L’emergenza Covid-19 in Piemonte sta facendo salire anche il rischio usura. Anzi, proprio l’usura viene considerato un pericolo “concreto e attuale”. E, in effetti, le prime stime parlano di un aumento da 1 a 10 del numero delle persone (imprenditori soprattutto) che sarebbero in condizioni economicamente critiche. Più in generale, ha fatto notare Libera, la “criminalità organizzata si sta attrezzando per sostituire il welfare che non arriva”.

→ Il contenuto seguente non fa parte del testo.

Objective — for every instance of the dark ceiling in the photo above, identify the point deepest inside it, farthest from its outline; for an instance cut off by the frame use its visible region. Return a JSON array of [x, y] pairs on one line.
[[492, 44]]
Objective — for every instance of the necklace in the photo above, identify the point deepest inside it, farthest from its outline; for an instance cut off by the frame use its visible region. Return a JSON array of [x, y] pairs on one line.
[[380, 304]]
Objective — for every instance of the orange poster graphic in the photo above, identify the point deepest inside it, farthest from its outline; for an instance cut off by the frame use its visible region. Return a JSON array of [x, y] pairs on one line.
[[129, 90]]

La situazione è stata analizzata oggi dall’Osservatorio regionale sui fenomeni di usura estorsione e sovra indebitamento, del quale fanno parte Libera, Usr, Federconsumatori e diverse Fondazioni (San Matteo, La Scialuppa, Operti), oltre a esperti del settore e l’Ires (l’Istituto di ricerche economico-sociali del Piemonte).

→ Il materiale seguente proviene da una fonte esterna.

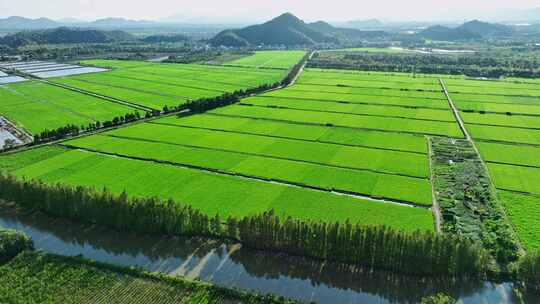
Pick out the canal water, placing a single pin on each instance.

“L’emergenza sanitaria che stiamo affrontando con il conseguente lockdown di tutte le attività ha creato purtroppo uno nuovo spazio di azione per la criminalità organizzata che svolge attività usurarie e una maggiore facilità di infiltrazione nelle imprese”, viene spiegato in una nota dall’Ufficio di presidenza del Consiglio Regionale del Piemonte presso il quale è collocato l’Osservatorio. “L’usura – viene ancora sottolineato –, è una seconda pandemia. Se fino all’anno scorso risultavano a rischio povertà soprattutto gli anziani, oggi l’indice di rischio povertà è quello economico e tocca soprattutto le famiglie. Bisogna diffidare dall’amico buono che propone un aiuto immediato pensando che tanto non appena si riprende a lavorare, si restituisce tutto subito e si salva l’azienda”.